Skip site navigation (1)Skip section navigation (2)
Date:      Thu, 15 Apr 1999 08:43:09 -0500
From:      "Richard Seaman, Jr." <dick@tar.com>
To:        hackers@freebsd.org
Cc:        bde@freebsd.org
Subject:   Posix sched-*() functions and other scheduling issues
Message-ID:  <19990415084309.B442@tar.com>

next in thread | raw e-mail | index | archive | help
Sometime around the beginning of the year, Peter Dufault did quite
a bit of work revamping the posix priority code (sched_*() functions)
as well as fixing other problems in the scheduling code.  The results
are posted at

 ftp://ftp.freebsd.org/pub/FreeBSD/development/misc/PATCHES.sched

In a recent posting to the -hackers mailing list, he indicated he
would not commit the patches any time soon in part because he 
lacked the time to support them, and in part due to objections
from a core team member that the proposed changes were too
invasive.  In a followup posting He also suggested that someone
might want to rework them into a smaller set of patches.

I have believed that these patches solve a number of problems,
and have extracted (and very slightly modified) a portion of
his patches to address the problems noted below.  These modified
patches are available at

 http://lt.tar.com/sched.diff

I hope that some people will test them, and that if they test
well, that someone will commit them.  I will submit a PR with
the patches if I receive reports that they work ok (they
do here).

(1) donice() in kern_resource.c
-------------------------------
After the nice value is adjusted, maybe_resched() is called
indirectly via resetpriority().  However, the value of p_priority
does not get updated until after the call, so that maybe_resched()
does its test based on the old p_priority value.  The result is
that if rescheduling is warranted (ie. want_resched should be
set), it doesn't happen.

Also, if the process is on a run queue, it is not put on a new
run queue, if warranted by the priority change.  As result the
process will continue to be scheduled based on its old priority
until is actually selected to run.


(2) rtprio() in kern_resource.c
-------------------------------
If the priority of a process is adjusted by rtprio(), there is no
check made to see if want_resched should be set due to the 
change (maybe_resched() is never called).  In addition, if
the process is on a runqueue, its position on the runqueue will
not reflect its new priority and it will be scheduled based on
its old priority until it is selected to run.

In addition, it would be nice to use rtprio() to adjust real and
idle time priorities in the posix sched_*() functions.  However,
the only interface to rtprio() is for the rtprio() syscall, which
does copyin/copyout of paramters.  It would be helpful to
split this function, creating a "dortprio" function, analagous
to donice(), that can be called internally in the kernel.


(3) maybe_resched() in kern_synch.c
-------------------------------
If the process being checked (chk) is not the current process,
the result of maybe_resched is correct.  But, if the process
being checked is the current process, the result is the opposite
of what if should be (ie. the current process should be 
considered for rescheduling if its priority is made less favorable).

In addition, when checking whether a non-RTP_PRIO_NORMAL process
should be rescheduled, the value of proc->p_priority is used for
the test.  This value is meaningless for such processes.  In
addition, when the the process being checked is the current
process, there is no value maintained of what the previous priority
was (for non-RTP_PRIO_NORMAL processes), so if the comparison
is corrected, there is nothing to compare against.


(4) curpriority (global variable)
--------------------------------
The value of proc->p_priority is stored in a global variable curpriority
for the current process as it exists the kernel via userret().

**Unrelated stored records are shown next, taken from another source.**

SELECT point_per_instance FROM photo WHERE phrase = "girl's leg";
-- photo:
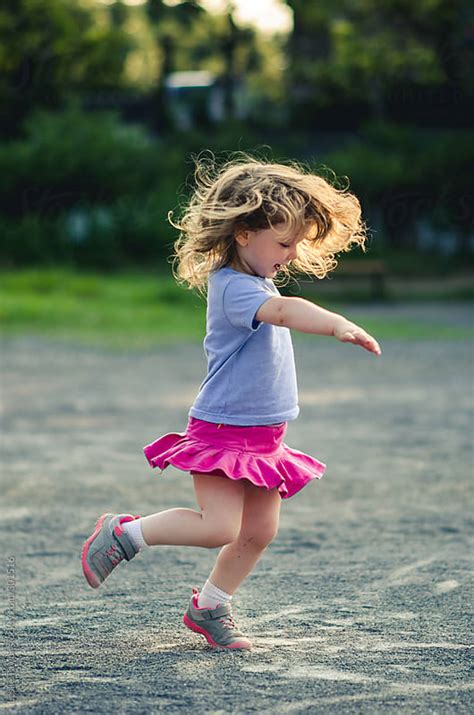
(260, 519)
(221, 502)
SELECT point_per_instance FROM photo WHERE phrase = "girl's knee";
(259, 537)
(222, 533)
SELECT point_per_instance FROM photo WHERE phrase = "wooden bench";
(373, 270)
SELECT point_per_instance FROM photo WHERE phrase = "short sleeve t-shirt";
(251, 377)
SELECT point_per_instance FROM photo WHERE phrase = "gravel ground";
(361, 604)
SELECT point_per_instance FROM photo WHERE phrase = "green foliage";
(50, 49)
(412, 176)
(136, 311)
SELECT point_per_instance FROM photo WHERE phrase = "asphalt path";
(361, 604)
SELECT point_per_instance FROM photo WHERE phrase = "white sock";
(211, 596)
(133, 529)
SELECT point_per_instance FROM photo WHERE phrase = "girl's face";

The value of
curpriority is used in maybe_resched() to decide if a process should be
rescheduled.  This implicitly assumes that the curpriority of the last
process to exit the kernel is the proper basis for comparison.  On a
uniprocessor system curpriority should also be the value of curproc->p_priority.
Its not clear to me what this value represents on an SMP system.

If a global variable such as this is to be maintained, it should also reflect
the rtprio values of the process, so the comparison in maybe_resched() reflects
the rtprio values for rtp processes.

However, I wonder if its better to maintain this value on a per-proc
basis?  I don't really understand what the global variable curpriority
really means in an SMP environment.  It seems to me this could be the
p_priority value of the process running on a different processor if that
process was the last to exist the kernel.  I wonder if this is the 
comparison that is intended? 

	Note: The modified patches do not address the SMP issue I have
	raised here.  They follow the existing pattern of using a 
	global variable (but modified to reflect rtp information).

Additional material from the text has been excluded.